I know a lot of northerners talk funny. No doubt the New York metropolitan area has provided lifetimes of study for thousands of linguists. Even Midwesterners can speak in a peculiar manner. (Listen to Jon Gruden — also an Ohio boy.) My Pennsylvania-born mother liked to buy groceries at the Giant “Iggle” (Eagle) grocery store. She was known to inquire of her two sons which “din-o-sar” they most favored.
All those years, I thought I was eliminating vocal tics that would distract the audience. It turned out that the product I’d created was nestled inside the uncanny valley, molding the vocal version of Michael Myers’ mask in Halloween.
Somehow I escaped her dialect and worked deliberately to scrub away any tinge of a Northern Cities Vowel Shift in order to achieve the ideal of General American. General American is the way newscasters talk, and I wanted to be a newscaster. Specifically, I wanted to be a newscaster for NPR. As far as life goals go, this one’s pretty boring. As boring as, well, an NPR newscast. Nonetheless, I took elocution classes in college and grabbed regular on-air shifts at the NPR affiliate there. I made dozens of aircheck tapes, listening closely to my pronunciation and delivery. By the time I graduated, my speech was pristine. Flat, unhurried, untraceable. The voice of Anytown, USA.
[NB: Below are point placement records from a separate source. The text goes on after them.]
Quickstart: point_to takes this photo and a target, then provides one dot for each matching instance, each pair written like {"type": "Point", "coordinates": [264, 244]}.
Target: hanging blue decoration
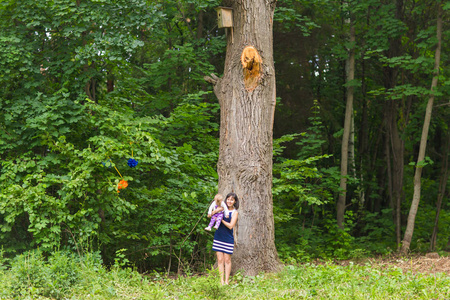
{"type": "Point", "coordinates": [132, 163]}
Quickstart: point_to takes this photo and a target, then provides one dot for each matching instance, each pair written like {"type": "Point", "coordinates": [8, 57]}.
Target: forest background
{"type": "Point", "coordinates": [87, 85]}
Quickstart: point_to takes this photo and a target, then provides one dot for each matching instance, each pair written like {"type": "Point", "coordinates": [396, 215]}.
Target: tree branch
{"type": "Point", "coordinates": [213, 79]}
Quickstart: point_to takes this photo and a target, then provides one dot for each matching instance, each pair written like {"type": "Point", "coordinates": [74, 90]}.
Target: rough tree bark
{"type": "Point", "coordinates": [340, 205]}
{"type": "Point", "coordinates": [423, 141]}
{"type": "Point", "coordinates": [246, 94]}
{"type": "Point", "coordinates": [441, 192]}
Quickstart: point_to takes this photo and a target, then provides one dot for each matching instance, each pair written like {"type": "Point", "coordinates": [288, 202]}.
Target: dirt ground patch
{"type": "Point", "coordinates": [430, 263]}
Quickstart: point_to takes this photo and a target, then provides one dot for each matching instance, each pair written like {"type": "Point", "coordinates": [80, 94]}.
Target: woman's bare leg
{"type": "Point", "coordinates": [220, 263]}
{"type": "Point", "coordinates": [227, 258]}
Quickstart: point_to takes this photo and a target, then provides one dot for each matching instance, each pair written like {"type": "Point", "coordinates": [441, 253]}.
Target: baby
{"type": "Point", "coordinates": [218, 216]}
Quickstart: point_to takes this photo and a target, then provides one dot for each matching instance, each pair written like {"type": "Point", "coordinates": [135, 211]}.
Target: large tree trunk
{"type": "Point", "coordinates": [246, 94]}
{"type": "Point", "coordinates": [350, 66]}
{"type": "Point", "coordinates": [423, 141]}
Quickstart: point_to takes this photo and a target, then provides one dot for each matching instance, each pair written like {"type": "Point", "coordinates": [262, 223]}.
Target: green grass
{"type": "Point", "coordinates": [66, 276]}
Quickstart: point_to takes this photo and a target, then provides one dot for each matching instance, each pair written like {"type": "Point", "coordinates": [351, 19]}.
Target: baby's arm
{"type": "Point", "coordinates": [217, 210]}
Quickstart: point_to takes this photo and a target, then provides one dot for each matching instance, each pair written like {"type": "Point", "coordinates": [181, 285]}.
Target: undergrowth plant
{"type": "Point", "coordinates": [64, 275]}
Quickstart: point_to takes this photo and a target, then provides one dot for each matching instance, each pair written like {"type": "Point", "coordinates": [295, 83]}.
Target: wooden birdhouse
{"type": "Point", "coordinates": [224, 16]}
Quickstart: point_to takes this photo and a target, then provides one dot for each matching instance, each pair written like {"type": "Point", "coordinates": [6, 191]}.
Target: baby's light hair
{"type": "Point", "coordinates": [218, 199]}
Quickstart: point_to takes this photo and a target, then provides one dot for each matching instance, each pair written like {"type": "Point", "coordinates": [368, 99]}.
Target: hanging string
{"type": "Point", "coordinates": [117, 170]}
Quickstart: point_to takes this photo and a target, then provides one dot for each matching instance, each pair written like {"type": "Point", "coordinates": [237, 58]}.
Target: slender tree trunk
{"type": "Point", "coordinates": [441, 192]}
{"type": "Point", "coordinates": [423, 141]}
{"type": "Point", "coordinates": [246, 94]}
{"type": "Point", "coordinates": [340, 207]}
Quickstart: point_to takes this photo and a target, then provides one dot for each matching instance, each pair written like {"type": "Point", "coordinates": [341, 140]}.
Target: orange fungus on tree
{"type": "Point", "coordinates": [251, 63]}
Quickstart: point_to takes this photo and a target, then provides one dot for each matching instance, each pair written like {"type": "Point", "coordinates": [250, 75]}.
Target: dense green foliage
{"type": "Point", "coordinates": [66, 276]}
{"type": "Point", "coordinates": [85, 85]}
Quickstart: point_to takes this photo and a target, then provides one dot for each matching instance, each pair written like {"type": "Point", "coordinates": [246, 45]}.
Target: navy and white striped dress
{"type": "Point", "coordinates": [223, 237]}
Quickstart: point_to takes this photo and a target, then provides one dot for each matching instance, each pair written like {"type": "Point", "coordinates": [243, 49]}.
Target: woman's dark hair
{"type": "Point", "coordinates": [236, 203]}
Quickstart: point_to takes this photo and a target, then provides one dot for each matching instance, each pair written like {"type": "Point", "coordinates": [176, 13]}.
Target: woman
{"type": "Point", "coordinates": [223, 238]}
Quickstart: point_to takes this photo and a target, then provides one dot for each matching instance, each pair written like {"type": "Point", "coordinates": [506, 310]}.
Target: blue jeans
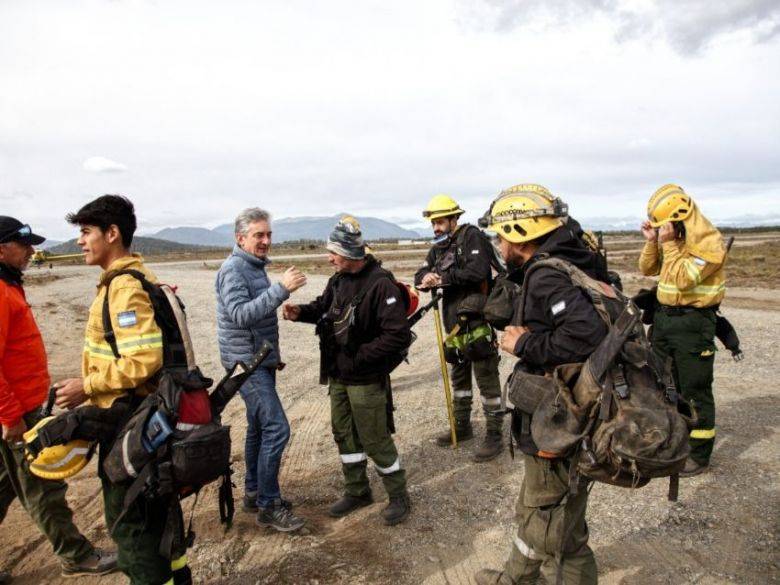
{"type": "Point", "coordinates": [267, 434]}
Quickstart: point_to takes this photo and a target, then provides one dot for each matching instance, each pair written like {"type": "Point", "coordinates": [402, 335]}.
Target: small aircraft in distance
{"type": "Point", "coordinates": [41, 257]}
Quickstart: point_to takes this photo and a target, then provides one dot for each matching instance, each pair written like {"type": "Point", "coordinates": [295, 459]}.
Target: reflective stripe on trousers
{"type": "Point", "coordinates": [703, 434]}
{"type": "Point", "coordinates": [348, 458]}
{"type": "Point", "coordinates": [396, 466]}
{"type": "Point", "coordinates": [525, 550]}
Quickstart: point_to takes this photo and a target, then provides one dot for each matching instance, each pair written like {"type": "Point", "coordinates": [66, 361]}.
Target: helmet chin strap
{"type": "Point", "coordinates": [441, 239]}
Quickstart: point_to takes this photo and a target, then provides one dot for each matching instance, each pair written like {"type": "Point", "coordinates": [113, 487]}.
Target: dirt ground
{"type": "Point", "coordinates": [724, 529]}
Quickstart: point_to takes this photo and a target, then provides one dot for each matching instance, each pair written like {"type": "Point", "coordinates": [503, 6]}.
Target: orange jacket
{"type": "Point", "coordinates": [24, 375]}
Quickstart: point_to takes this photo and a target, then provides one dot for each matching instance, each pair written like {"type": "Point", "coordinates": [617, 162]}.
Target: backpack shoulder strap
{"type": "Point", "coordinates": [108, 328]}
{"type": "Point", "coordinates": [372, 280]}
{"type": "Point", "coordinates": [596, 290]}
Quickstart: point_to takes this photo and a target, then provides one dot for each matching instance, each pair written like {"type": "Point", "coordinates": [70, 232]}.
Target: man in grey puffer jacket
{"type": "Point", "coordinates": [246, 315]}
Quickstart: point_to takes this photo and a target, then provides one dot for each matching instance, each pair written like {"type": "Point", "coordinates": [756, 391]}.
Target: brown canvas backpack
{"type": "Point", "coordinates": [618, 415]}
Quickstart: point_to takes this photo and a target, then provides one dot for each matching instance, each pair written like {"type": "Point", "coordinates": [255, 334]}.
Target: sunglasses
{"type": "Point", "coordinates": [22, 232]}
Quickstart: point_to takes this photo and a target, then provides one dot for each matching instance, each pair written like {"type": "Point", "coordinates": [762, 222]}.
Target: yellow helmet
{"type": "Point", "coordinates": [57, 461]}
{"type": "Point", "coordinates": [442, 206]}
{"type": "Point", "coordinates": [524, 212]}
{"type": "Point", "coordinates": [669, 203]}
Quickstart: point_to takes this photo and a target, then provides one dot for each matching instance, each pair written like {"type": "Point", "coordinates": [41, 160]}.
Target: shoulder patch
{"type": "Point", "coordinates": [558, 307]}
{"type": "Point", "coordinates": [127, 319]}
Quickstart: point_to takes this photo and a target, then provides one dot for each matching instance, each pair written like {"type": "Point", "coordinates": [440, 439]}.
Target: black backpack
{"type": "Point", "coordinates": [156, 453]}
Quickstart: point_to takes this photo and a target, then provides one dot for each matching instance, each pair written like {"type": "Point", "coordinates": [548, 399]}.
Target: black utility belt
{"type": "Point", "coordinates": [678, 311]}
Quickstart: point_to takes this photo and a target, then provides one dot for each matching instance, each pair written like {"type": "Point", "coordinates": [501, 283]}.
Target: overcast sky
{"type": "Point", "coordinates": [198, 109]}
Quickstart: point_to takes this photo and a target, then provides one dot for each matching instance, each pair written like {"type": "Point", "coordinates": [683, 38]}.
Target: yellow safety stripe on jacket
{"type": "Point", "coordinates": [703, 434]}
{"type": "Point", "coordinates": [139, 343]}
{"type": "Point", "coordinates": [693, 271]}
{"type": "Point", "coordinates": [696, 290]}
{"type": "Point", "coordinates": [98, 350]}
{"type": "Point", "coordinates": [464, 339]}
{"type": "Point", "coordinates": [139, 338]}
{"type": "Point", "coordinates": [685, 280]}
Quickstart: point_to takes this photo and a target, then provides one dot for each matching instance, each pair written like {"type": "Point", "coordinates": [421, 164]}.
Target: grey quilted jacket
{"type": "Point", "coordinates": [246, 308]}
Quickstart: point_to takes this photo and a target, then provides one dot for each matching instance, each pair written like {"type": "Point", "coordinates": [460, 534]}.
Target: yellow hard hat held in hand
{"type": "Point", "coordinates": [523, 213]}
{"type": "Point", "coordinates": [57, 461]}
{"type": "Point", "coordinates": [442, 206]}
{"type": "Point", "coordinates": [669, 203]}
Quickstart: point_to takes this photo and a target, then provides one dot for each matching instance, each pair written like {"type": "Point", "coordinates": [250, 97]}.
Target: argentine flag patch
{"type": "Point", "coordinates": [127, 319]}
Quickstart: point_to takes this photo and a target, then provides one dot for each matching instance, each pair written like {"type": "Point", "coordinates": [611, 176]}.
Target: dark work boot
{"type": "Point", "coordinates": [348, 504]}
{"type": "Point", "coordinates": [490, 448]}
{"type": "Point", "coordinates": [492, 577]}
{"type": "Point", "coordinates": [100, 562]}
{"type": "Point", "coordinates": [279, 518]}
{"type": "Point", "coordinates": [693, 468]}
{"type": "Point", "coordinates": [463, 433]}
{"type": "Point", "coordinates": [249, 503]}
{"type": "Point", "coordinates": [397, 509]}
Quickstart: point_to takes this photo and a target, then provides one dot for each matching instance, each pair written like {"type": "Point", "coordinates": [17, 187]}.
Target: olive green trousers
{"type": "Point", "coordinates": [359, 420]}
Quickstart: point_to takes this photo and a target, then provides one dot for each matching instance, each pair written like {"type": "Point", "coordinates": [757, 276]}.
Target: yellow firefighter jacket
{"type": "Point", "coordinates": [691, 270]}
{"type": "Point", "coordinates": [138, 338]}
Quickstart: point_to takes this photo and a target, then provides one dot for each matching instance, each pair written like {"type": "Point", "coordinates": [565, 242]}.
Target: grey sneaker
{"type": "Point", "coordinates": [249, 504]}
{"type": "Point", "coordinates": [100, 562]}
{"type": "Point", "coordinates": [348, 504]}
{"type": "Point", "coordinates": [279, 518]}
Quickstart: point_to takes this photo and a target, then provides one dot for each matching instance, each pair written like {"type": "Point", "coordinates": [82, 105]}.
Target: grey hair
{"type": "Point", "coordinates": [248, 216]}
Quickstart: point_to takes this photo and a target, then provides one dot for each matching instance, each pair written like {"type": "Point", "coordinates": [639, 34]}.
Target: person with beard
{"type": "Point", "coordinates": [364, 335]}
{"type": "Point", "coordinates": [459, 263]}
{"type": "Point", "coordinates": [558, 325]}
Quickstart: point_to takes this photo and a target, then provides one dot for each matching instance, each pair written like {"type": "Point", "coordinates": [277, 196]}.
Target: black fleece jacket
{"type": "Point", "coordinates": [564, 326]}
{"type": "Point", "coordinates": [463, 263]}
{"type": "Point", "coordinates": [381, 332]}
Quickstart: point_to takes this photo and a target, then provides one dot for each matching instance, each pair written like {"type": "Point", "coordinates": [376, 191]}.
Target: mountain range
{"type": "Point", "coordinates": [286, 230]}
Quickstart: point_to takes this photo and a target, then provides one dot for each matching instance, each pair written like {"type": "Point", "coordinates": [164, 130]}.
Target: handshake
{"type": "Point", "coordinates": [293, 279]}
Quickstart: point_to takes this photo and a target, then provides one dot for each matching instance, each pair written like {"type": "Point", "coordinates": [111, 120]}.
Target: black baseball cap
{"type": "Point", "coordinates": [13, 230]}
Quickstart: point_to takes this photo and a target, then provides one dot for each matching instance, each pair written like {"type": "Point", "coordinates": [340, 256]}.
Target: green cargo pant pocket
{"type": "Point", "coordinates": [543, 530]}
{"type": "Point", "coordinates": [370, 414]}
{"type": "Point", "coordinates": [546, 481]}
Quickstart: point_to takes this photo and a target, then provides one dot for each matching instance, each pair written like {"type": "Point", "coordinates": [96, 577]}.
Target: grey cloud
{"type": "Point", "coordinates": [688, 26]}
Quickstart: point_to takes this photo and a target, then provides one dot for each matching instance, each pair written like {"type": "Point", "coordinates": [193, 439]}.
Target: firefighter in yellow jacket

It was not the voice of Memphis.
I got a job at a radio station there and found that my colleagues spoke like the natives of Mississippi, Louisiana, Arkansas, and Tennessee that they were. Their voices were a comfort to the audience, who adored them. The sounds they made were familiar and reassuring, genuine and musical. I sat down at the mic, opened my mouth, and it announced me as a foreign entity. Not simply a person from a different area of the country, but a person with no evidence of heritage or upbringing. A robot voice, programmed into producing proper forms according to dictionary pronunciations.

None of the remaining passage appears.